Staff from charity Wearside Women in Need will be on patrol with Northumbria officers in some of the city’s attack hot spots in a bid to crack down on wife beaters.

From today, officers in the Washington area will also carry cameras to record crime scenes and gather evidence.

Each day, five women on Wearside suffer abuse at the hands of their partners.

During the past two years, 3,757 arrests have been made by police investigating domestic violence in Sunderland.

Northumbria Police and the domestic violence charity Wearside Women in Need are joining forces to tackle the problem.

The specially-trained team will go to all reports of domestic violence on Friday and Saturday nights in Concord and Sulgrave.

The two areas are being targeted as part of a pilot project, which runs until January, after being flagged up as problem areas by officers.

If successful, it could be rolled out across the city, and the country.

Washington Neighbourhood Inspector Paul Stewart believes the camera technology will lead to more successful court prosecutions.

He said: “Officers will activate the cameras when they walk into the scene and capture what is happening at the time – any damage, injuries and what is being said by the victim and the offender.

“This is especially useful for victims to make complaints and if we need to bring victimless prosecutions.”

However, Clare Phillipson, from Wearside Women in Need, believes improvements are still needed in the UK’s legal system to ensure perpetrators are brought to justice.

She said: “The trouble is, the courts are still our biggest problem.
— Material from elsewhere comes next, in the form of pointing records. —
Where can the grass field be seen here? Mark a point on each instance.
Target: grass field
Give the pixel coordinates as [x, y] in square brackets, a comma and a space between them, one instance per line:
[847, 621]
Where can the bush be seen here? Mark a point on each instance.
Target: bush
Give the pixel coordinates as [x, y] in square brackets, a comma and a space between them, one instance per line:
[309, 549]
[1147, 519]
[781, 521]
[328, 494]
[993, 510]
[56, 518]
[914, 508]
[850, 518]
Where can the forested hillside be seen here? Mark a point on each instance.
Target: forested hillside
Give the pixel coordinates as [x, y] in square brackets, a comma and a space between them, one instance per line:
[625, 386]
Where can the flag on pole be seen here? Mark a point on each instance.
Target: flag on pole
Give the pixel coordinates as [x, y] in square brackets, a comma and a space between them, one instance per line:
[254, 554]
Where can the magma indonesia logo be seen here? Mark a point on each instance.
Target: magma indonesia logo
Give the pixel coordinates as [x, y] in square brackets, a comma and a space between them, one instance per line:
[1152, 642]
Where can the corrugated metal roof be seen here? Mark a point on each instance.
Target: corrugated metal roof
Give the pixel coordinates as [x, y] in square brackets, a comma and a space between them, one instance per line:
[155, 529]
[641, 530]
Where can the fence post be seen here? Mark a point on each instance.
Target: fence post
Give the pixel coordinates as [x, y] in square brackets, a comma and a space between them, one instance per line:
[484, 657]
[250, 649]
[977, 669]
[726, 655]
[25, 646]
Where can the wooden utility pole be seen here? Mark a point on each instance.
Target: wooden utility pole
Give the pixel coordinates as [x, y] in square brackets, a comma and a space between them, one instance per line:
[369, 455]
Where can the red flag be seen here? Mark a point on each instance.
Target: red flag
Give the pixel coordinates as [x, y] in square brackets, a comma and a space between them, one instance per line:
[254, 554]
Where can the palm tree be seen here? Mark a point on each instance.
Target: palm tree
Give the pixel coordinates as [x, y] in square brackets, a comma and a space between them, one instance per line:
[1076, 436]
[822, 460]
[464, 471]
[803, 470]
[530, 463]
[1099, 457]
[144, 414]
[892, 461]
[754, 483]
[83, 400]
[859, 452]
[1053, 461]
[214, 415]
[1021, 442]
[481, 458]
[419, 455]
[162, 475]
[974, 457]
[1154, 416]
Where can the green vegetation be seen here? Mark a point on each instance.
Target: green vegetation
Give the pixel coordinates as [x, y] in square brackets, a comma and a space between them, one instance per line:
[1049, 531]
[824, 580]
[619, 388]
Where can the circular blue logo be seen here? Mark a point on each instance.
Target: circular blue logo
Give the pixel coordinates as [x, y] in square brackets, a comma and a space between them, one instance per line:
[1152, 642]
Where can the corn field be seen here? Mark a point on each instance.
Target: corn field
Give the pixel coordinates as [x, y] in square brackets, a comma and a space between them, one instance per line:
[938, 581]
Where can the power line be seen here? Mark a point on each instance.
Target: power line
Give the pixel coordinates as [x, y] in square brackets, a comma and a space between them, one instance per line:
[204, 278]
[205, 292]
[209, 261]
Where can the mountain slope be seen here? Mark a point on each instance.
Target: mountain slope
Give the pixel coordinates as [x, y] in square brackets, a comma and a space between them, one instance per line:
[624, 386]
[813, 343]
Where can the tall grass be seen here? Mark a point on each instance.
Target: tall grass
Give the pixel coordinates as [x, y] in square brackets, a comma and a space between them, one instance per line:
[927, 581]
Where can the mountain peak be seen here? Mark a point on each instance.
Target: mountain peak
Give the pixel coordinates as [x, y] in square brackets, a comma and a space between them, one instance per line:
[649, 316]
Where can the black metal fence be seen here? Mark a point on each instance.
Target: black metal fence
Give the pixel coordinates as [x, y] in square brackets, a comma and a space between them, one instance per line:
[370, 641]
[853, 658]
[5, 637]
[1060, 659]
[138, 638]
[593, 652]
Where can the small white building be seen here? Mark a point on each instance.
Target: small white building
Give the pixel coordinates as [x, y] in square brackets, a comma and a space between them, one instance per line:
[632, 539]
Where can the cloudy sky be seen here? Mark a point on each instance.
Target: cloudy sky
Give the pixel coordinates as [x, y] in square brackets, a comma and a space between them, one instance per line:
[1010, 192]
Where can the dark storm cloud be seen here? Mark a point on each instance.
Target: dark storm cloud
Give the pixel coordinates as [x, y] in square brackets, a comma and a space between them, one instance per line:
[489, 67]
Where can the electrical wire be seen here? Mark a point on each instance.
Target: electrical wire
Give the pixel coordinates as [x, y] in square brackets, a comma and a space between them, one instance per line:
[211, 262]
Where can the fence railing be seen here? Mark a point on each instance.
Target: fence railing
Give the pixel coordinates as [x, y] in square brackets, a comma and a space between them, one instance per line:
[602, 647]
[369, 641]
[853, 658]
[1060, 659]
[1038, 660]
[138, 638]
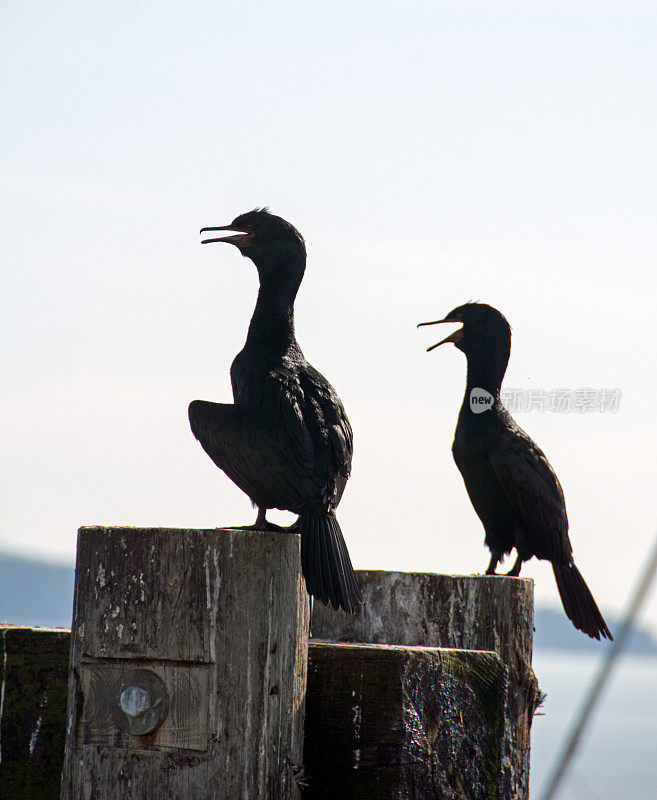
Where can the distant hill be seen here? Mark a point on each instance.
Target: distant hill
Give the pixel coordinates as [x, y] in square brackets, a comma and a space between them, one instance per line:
[34, 592]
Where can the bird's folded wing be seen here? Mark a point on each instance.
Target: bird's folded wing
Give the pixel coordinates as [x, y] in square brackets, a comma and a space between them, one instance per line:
[533, 490]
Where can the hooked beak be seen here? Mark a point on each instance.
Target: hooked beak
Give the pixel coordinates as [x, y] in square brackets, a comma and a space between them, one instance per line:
[240, 239]
[453, 337]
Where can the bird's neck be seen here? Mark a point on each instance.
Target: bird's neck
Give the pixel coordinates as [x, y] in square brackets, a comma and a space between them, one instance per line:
[487, 378]
[486, 369]
[272, 323]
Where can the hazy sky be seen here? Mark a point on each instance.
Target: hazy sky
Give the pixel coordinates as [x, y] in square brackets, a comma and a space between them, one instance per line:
[430, 153]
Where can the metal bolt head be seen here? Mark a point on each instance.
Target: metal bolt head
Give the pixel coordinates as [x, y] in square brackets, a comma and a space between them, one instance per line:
[141, 702]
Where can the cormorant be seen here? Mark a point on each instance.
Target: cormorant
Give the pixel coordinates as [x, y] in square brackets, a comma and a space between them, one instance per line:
[510, 482]
[286, 441]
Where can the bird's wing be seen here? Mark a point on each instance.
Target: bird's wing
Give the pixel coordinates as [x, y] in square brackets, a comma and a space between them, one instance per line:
[533, 489]
[333, 430]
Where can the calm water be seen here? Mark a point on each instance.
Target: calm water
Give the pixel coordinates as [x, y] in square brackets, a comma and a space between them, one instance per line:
[617, 756]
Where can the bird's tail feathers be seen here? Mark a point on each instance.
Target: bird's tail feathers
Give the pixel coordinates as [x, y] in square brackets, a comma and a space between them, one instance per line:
[578, 603]
[325, 562]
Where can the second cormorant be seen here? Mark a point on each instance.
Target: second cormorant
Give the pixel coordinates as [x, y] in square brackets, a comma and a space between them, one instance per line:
[510, 482]
[286, 441]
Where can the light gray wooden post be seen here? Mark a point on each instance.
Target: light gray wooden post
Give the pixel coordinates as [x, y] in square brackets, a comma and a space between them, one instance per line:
[469, 612]
[188, 666]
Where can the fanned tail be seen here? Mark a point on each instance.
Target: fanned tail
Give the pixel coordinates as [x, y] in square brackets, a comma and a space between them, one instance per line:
[325, 562]
[578, 602]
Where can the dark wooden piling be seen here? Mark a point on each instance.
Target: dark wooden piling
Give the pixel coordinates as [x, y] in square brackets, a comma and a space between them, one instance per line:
[475, 612]
[403, 723]
[33, 686]
[188, 665]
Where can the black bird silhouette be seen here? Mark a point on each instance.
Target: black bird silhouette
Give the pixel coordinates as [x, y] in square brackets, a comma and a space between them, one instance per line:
[510, 482]
[286, 441]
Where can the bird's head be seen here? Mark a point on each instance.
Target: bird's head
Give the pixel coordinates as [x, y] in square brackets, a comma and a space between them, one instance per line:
[269, 241]
[484, 331]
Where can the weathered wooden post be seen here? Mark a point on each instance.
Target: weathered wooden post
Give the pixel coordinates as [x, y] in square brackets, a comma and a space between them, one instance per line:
[33, 681]
[474, 612]
[188, 666]
[403, 723]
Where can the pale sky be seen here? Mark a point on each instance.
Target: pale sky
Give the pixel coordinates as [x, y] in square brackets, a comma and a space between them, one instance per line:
[430, 153]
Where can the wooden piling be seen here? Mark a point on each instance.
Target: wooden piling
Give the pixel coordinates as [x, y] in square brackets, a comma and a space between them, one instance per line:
[188, 666]
[33, 681]
[403, 723]
[475, 612]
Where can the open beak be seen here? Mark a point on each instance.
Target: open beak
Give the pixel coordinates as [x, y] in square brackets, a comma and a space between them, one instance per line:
[240, 239]
[453, 337]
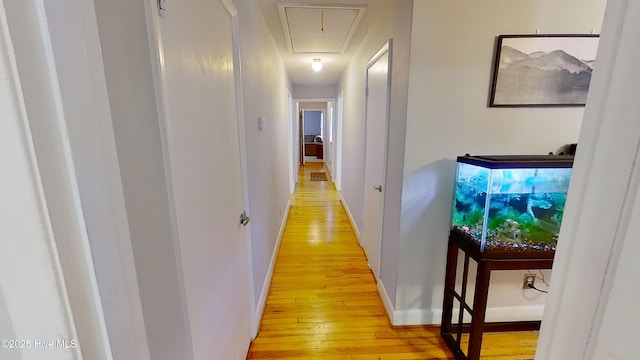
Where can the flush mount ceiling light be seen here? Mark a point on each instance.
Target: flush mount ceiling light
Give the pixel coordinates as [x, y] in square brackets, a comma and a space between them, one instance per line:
[316, 65]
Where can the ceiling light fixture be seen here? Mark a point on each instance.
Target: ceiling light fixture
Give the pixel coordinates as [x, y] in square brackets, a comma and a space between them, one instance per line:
[316, 65]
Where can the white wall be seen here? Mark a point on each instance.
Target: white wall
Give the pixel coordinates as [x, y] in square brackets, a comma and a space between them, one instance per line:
[313, 92]
[592, 311]
[394, 22]
[447, 116]
[128, 62]
[265, 84]
[83, 106]
[30, 269]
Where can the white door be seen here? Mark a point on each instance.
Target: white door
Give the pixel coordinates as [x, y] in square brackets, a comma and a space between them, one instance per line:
[204, 154]
[378, 70]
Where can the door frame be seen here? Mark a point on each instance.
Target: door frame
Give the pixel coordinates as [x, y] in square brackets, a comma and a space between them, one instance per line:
[323, 116]
[300, 142]
[387, 48]
[339, 109]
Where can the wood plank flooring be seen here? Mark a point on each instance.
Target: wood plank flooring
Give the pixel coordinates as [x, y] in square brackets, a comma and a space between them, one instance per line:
[323, 301]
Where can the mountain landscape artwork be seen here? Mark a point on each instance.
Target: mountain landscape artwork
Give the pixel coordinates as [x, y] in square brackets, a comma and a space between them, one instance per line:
[547, 70]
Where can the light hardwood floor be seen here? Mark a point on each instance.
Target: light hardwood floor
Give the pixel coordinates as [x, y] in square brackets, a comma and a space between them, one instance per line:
[323, 302]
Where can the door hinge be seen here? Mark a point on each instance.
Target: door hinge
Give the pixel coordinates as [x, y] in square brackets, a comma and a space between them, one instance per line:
[161, 7]
[244, 219]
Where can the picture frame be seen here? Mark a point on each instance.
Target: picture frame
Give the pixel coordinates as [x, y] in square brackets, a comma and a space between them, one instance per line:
[542, 70]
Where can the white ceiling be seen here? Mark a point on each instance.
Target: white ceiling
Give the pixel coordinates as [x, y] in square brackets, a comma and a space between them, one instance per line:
[345, 23]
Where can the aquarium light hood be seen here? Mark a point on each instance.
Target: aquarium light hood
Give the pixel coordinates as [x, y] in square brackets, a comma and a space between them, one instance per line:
[518, 161]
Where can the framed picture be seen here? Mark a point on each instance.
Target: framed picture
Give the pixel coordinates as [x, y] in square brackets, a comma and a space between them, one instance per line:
[543, 70]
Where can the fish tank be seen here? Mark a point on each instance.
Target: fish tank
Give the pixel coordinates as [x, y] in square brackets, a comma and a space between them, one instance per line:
[511, 203]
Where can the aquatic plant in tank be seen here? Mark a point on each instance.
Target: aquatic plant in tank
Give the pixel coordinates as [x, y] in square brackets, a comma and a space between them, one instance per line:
[511, 203]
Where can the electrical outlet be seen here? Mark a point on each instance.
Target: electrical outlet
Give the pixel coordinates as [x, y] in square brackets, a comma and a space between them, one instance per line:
[529, 281]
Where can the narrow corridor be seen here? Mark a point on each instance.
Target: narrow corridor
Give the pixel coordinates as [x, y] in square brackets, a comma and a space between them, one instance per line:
[323, 301]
It was in the news that a man was given 16 weeks for punching his pregnant girlfriend, who lost the baby, and that man was given a year for punching a police horse.

“The courts value horses over pregnant women and unborn babies.

“We still have a long way to go with the courts.”

Northumbria Police and Crime Commissioner, Vera Baird QC, has been the driving force behind the initiative and helped fund the scheme, along with Northumbria Police, as part of the Safer Sunderland Partnership.

She said: “This is a very important issue to me and one I’m taking an active personal lead in.

“Domestic abuse is still a hidden crime, but I hope this new initiative goes a long way to helping victims find a voice to stand up against the crime by talking not only to the police, but Wearside Women In Need also, particularly when an incident has just happened.”

Chairman of Safer Sunderland, Councillor Harry Trueman, added: “It is still a very underground crime, which people are frightened to report, because they might still love their partners.

“It is very difficult to bring to the fore, but good on Wearside Women in Need and the police for taking the initiative.”

Independent and confidential advice is available to victims 24-hours a day on 0800 066 5555.